Due vedovelle alfin presero possesso
del suo cuore, di cui l'una forse un po' giovane per lui, e l'altra decisamente più matura, che si teneva in prezzo ed in figura correggendo coll'arte la natura.
Le vedove venivano assai spesso
in casa, e or quella, or questa, per vezzo carezzandogli la testa, la vecchia gli strappava ogni momento qualche capello nero, e l'altra gli strappava quei d'argento, per fare che il galante fosse a ciascuna somigliante.
E strappa e strappa, il nostro innamorato
si avvide, ma troppo tardi! di restar fra le due tutto pelato. << Questo, - egli disse, - è un saggio avvertimento di cui proprio vi son molto obbligato. Addio, belle. Di moglie or faccio senza. Non mi sento d'aver tanta pazienza di far a modo suo; che se lei è trista, non c'è testa pelata che resista. >>
IL LUPO E IL CANE
Un Lupo già ridotto al lumicino
grazie ai cani che stavan sempre all'erta, andando un dì per una via deserta incontrava un magnifico mastino, tanto grasso, tondo e bello, che pensò di dargli morte provocandolo in duello.

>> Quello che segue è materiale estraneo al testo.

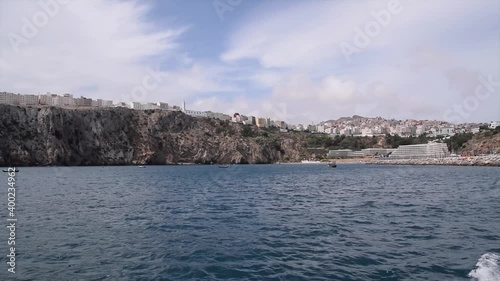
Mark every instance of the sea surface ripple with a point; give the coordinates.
(256, 222)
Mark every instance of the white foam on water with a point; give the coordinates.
(488, 268)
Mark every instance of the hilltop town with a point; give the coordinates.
(345, 126)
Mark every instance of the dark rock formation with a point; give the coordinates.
(120, 136)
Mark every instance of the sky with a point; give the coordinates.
(301, 61)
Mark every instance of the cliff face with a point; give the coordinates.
(120, 136)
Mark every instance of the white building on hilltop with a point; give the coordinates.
(493, 124)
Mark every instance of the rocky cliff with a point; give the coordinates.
(120, 136)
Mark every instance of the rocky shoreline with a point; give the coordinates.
(487, 160)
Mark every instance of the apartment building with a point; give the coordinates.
(430, 150)
(28, 100)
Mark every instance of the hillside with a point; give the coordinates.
(120, 136)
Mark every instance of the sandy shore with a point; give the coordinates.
(488, 160)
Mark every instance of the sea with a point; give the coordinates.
(254, 222)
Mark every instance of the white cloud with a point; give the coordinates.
(425, 58)
(101, 49)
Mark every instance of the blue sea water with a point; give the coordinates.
(255, 222)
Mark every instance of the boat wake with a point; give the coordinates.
(488, 268)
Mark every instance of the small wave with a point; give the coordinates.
(487, 268)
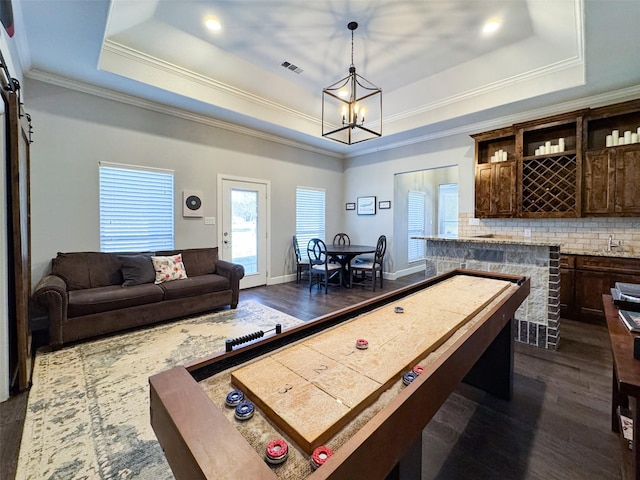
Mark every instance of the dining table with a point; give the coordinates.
(344, 254)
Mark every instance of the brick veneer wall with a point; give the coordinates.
(538, 318)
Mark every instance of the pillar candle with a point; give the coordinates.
(616, 135)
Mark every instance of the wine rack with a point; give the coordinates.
(549, 186)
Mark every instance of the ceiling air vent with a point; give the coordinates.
(292, 67)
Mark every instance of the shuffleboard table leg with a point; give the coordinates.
(493, 372)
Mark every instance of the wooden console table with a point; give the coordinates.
(626, 384)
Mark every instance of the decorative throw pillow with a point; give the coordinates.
(169, 268)
(136, 269)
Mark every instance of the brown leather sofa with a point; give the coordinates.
(93, 293)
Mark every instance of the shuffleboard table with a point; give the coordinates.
(312, 386)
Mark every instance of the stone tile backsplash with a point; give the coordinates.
(574, 234)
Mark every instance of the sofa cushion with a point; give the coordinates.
(103, 299)
(169, 268)
(197, 261)
(137, 269)
(193, 286)
(87, 269)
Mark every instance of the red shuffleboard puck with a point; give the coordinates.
(277, 451)
(320, 455)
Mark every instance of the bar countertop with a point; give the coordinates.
(521, 240)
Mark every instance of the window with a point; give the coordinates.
(448, 210)
(309, 216)
(415, 223)
(136, 208)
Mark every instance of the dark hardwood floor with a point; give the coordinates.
(556, 427)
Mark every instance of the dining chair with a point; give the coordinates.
(371, 268)
(302, 264)
(320, 267)
(341, 239)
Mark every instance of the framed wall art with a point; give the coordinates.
(366, 205)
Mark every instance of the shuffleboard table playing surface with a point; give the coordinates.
(450, 325)
(314, 388)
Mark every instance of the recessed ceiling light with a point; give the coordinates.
(213, 24)
(491, 26)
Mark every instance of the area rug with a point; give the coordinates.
(88, 409)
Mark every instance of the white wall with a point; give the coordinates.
(74, 131)
(373, 174)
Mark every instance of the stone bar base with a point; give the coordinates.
(538, 318)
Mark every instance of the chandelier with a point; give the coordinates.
(348, 103)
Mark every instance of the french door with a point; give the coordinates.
(243, 233)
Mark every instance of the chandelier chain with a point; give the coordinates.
(352, 48)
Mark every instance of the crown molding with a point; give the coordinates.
(134, 55)
(601, 99)
(127, 99)
(598, 100)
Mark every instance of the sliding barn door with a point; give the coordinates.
(19, 239)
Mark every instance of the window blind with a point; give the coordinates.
(415, 224)
(448, 209)
(136, 209)
(310, 216)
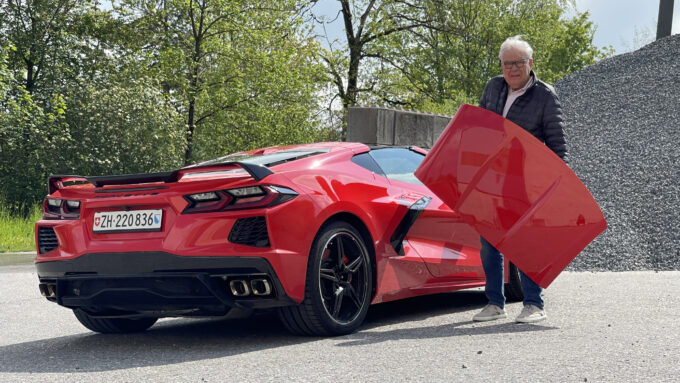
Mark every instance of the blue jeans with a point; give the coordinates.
(492, 261)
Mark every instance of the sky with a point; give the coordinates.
(619, 21)
(625, 25)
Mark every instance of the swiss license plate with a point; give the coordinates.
(132, 220)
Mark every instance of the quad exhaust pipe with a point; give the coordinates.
(255, 286)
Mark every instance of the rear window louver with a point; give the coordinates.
(47, 239)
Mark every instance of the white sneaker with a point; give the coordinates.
(531, 314)
(490, 312)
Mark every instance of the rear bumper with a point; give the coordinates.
(160, 284)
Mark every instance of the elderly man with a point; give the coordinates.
(521, 97)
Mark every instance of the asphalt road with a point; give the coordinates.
(601, 327)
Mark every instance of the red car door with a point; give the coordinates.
(513, 191)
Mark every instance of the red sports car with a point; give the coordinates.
(318, 232)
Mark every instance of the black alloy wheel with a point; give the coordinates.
(338, 285)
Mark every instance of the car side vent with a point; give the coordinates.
(47, 239)
(250, 231)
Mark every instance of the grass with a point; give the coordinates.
(16, 232)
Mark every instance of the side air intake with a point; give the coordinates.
(251, 231)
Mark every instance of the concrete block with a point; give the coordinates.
(370, 125)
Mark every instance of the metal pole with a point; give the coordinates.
(665, 22)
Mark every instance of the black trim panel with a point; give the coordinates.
(157, 284)
(409, 219)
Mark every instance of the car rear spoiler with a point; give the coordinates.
(55, 182)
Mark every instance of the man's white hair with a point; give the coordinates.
(518, 43)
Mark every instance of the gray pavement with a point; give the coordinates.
(602, 327)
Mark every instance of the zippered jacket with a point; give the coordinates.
(538, 111)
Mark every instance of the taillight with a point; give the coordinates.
(55, 208)
(249, 197)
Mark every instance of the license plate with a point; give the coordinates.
(126, 221)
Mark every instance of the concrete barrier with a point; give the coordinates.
(386, 126)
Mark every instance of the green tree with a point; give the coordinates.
(241, 73)
(434, 55)
(31, 139)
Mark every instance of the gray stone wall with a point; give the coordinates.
(385, 126)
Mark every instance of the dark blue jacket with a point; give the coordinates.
(538, 111)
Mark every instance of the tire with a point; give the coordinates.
(513, 289)
(113, 325)
(337, 287)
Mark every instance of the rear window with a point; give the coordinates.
(398, 163)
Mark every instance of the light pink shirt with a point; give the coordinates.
(512, 95)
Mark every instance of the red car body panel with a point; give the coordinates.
(440, 253)
(512, 190)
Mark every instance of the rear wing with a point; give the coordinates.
(56, 182)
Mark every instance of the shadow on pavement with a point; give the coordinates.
(181, 340)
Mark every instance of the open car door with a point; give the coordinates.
(514, 191)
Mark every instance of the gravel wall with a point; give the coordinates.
(623, 129)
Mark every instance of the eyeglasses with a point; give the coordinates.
(517, 64)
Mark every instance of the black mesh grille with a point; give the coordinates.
(250, 231)
(47, 239)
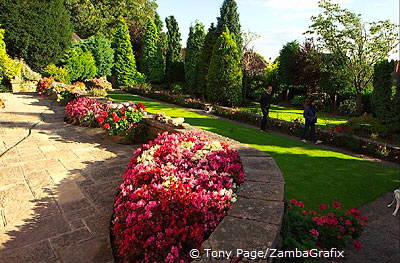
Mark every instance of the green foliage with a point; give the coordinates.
(360, 45)
(80, 65)
(382, 95)
(91, 17)
(152, 61)
(225, 73)
(174, 50)
(100, 47)
(58, 73)
(8, 68)
(37, 31)
(194, 46)
(124, 60)
(205, 58)
(229, 17)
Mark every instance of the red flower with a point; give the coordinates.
(357, 244)
(314, 232)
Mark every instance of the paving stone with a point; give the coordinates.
(264, 211)
(33, 253)
(268, 191)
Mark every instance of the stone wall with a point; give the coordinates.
(255, 221)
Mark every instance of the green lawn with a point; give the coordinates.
(289, 114)
(312, 174)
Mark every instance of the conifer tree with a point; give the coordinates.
(124, 60)
(152, 61)
(229, 17)
(192, 60)
(225, 73)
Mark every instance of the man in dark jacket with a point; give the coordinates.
(310, 116)
(265, 103)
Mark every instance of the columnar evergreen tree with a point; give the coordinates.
(205, 58)
(229, 17)
(382, 96)
(152, 61)
(174, 63)
(124, 60)
(194, 46)
(225, 73)
(36, 30)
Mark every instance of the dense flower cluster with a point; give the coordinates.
(123, 119)
(175, 192)
(84, 110)
(325, 228)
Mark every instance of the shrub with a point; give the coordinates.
(348, 107)
(328, 227)
(38, 31)
(152, 60)
(100, 47)
(175, 192)
(57, 73)
(225, 74)
(84, 111)
(80, 65)
(124, 60)
(298, 100)
(123, 119)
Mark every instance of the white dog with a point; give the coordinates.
(396, 198)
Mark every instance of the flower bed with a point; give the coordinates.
(330, 137)
(325, 228)
(175, 192)
(84, 111)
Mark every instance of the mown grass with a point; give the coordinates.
(312, 174)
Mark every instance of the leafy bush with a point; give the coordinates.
(175, 192)
(225, 74)
(84, 111)
(57, 73)
(80, 65)
(38, 31)
(123, 119)
(298, 100)
(100, 47)
(348, 107)
(325, 228)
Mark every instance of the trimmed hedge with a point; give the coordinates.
(330, 137)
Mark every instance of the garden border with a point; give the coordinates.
(352, 143)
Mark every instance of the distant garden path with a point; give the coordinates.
(56, 186)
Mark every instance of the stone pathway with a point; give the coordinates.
(56, 186)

Ma vedendolo un po' forte, pensò invece con ragione di pigliarlo colle buone. Comincia in prima a rallegrarsi tanto di vedere il buon pro' che gli fa il pane.
<< E chi vi toglie, - rispondeva il Cane, -
di fare, se vi accomoda, altrettanto? Quella vita che voi fate dentro ai boschi è vita infame sempre in guerra e sempre in scrupolo di dover morir di fame: vita stracciata e senza conclusione che non può mai contar sopra il boccone. Venite dietro a me, mio buon compare, che imparerete l'arte di star bene. Vi prometto pochissimo da fare; star di guardia, guardar chi va, chi viene, abbaiare ai pitocchi ed alla luna e sbaffare poi certi bocconi di carne e d'ossa, d'anitre e capponi, senza contar la broda in pagamento del menar la coda >>
Udendo questo, della sua fortuna
il Lupo si rallegra fino al pianto. Ma camminando con l'amico accanto vide spelacchiato e frollo del buon mastino il collo.

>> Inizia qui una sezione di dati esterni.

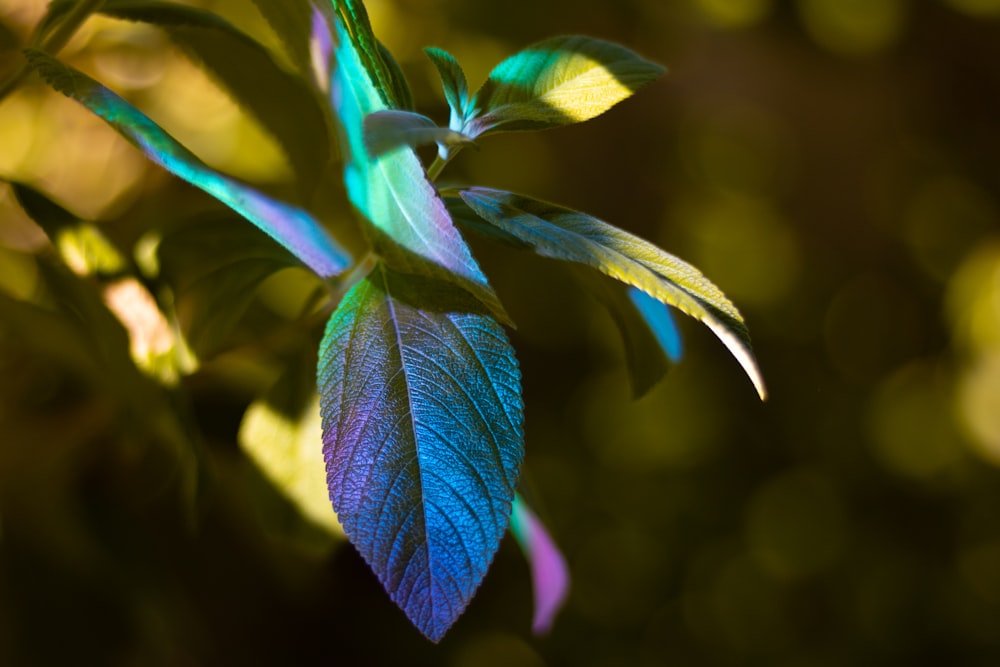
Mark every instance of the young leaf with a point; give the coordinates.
(571, 236)
(549, 574)
(285, 107)
(423, 438)
(387, 130)
(555, 82)
(456, 88)
(406, 218)
(292, 227)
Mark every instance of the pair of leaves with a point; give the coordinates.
(555, 82)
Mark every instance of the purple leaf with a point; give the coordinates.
(422, 435)
(549, 574)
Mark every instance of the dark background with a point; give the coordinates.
(833, 165)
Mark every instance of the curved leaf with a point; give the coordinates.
(555, 82)
(423, 438)
(292, 227)
(568, 235)
(409, 224)
(456, 87)
(549, 574)
(284, 104)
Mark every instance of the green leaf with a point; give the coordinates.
(387, 130)
(82, 246)
(405, 217)
(423, 438)
(561, 233)
(456, 87)
(292, 227)
(285, 106)
(213, 267)
(556, 82)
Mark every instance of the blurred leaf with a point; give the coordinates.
(387, 130)
(82, 334)
(549, 573)
(292, 227)
(409, 223)
(214, 266)
(284, 105)
(282, 435)
(555, 82)
(292, 21)
(422, 433)
(568, 235)
(49, 215)
(454, 83)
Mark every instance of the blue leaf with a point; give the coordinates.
(423, 439)
(660, 321)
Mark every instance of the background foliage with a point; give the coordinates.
(831, 165)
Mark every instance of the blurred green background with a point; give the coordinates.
(833, 165)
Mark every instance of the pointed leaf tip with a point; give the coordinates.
(549, 573)
(422, 436)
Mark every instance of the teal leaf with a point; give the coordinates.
(387, 130)
(408, 222)
(213, 266)
(646, 357)
(292, 227)
(283, 103)
(556, 82)
(549, 573)
(454, 83)
(423, 438)
(560, 233)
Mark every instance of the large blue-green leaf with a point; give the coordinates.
(560, 233)
(555, 82)
(283, 103)
(422, 432)
(292, 227)
(409, 224)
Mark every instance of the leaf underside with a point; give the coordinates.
(422, 436)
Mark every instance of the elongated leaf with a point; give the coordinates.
(280, 433)
(292, 227)
(284, 104)
(385, 131)
(409, 224)
(422, 433)
(214, 266)
(564, 234)
(456, 87)
(646, 357)
(556, 82)
(549, 574)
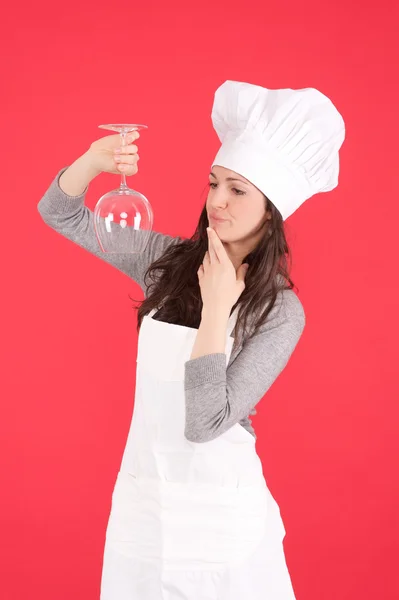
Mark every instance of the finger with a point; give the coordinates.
(217, 246)
(131, 159)
(128, 169)
(212, 254)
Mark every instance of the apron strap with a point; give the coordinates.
(230, 325)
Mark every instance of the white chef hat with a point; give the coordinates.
(285, 141)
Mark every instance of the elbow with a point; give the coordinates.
(197, 436)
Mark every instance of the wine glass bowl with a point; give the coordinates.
(123, 217)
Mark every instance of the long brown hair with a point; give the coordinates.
(175, 287)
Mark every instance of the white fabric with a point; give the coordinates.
(284, 141)
(188, 521)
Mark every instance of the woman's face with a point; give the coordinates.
(241, 204)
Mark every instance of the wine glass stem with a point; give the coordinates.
(123, 176)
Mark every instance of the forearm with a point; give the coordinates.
(77, 176)
(211, 336)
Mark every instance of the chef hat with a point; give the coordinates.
(285, 142)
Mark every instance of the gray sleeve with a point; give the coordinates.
(69, 216)
(218, 397)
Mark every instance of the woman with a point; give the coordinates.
(192, 517)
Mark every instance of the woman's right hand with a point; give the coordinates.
(103, 158)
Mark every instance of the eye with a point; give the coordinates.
(235, 190)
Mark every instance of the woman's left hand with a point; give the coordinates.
(220, 284)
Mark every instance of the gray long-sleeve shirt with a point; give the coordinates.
(217, 397)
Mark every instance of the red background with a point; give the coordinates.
(327, 429)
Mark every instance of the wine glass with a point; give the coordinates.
(123, 218)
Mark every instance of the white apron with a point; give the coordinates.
(189, 521)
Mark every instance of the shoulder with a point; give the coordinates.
(291, 305)
(287, 314)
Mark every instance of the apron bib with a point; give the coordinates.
(186, 516)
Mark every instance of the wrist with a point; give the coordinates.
(216, 312)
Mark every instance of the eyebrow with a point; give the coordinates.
(231, 179)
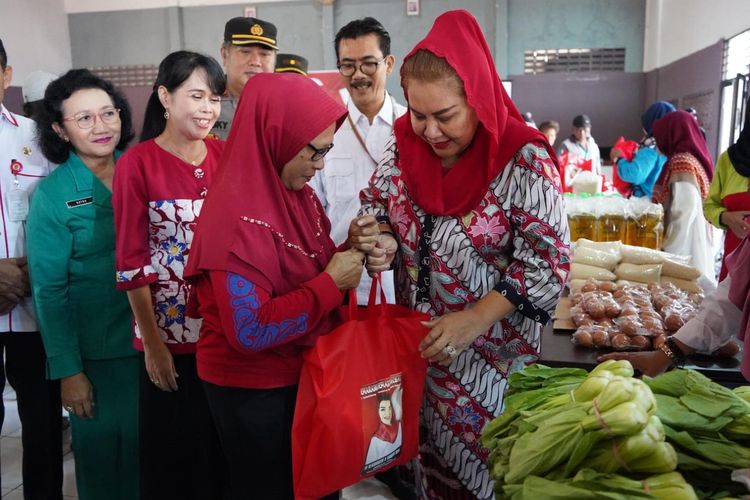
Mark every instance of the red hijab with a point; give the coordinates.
(250, 223)
(677, 135)
(457, 37)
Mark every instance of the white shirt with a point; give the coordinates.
(348, 168)
(18, 142)
(688, 232)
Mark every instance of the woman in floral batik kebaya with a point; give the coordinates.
(158, 193)
(468, 201)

<< Che roba è questa? >> << È nulla.>>
<< È nulla un corno! >> << Suvvia non darti pena, forse il segno sarà della catena alla quale mi legano di giorno.>>
<< Ti legano? - esclamò cambiando tono. -
Né correre tu puoi dove ti piace? >> << Che importa? >> << Importa a me, colla tua pace; fossero d'oro, i piatti tuoi ti dono, non è una vita, no, che m'innamora >> E presa la rincorsa, corre ancora.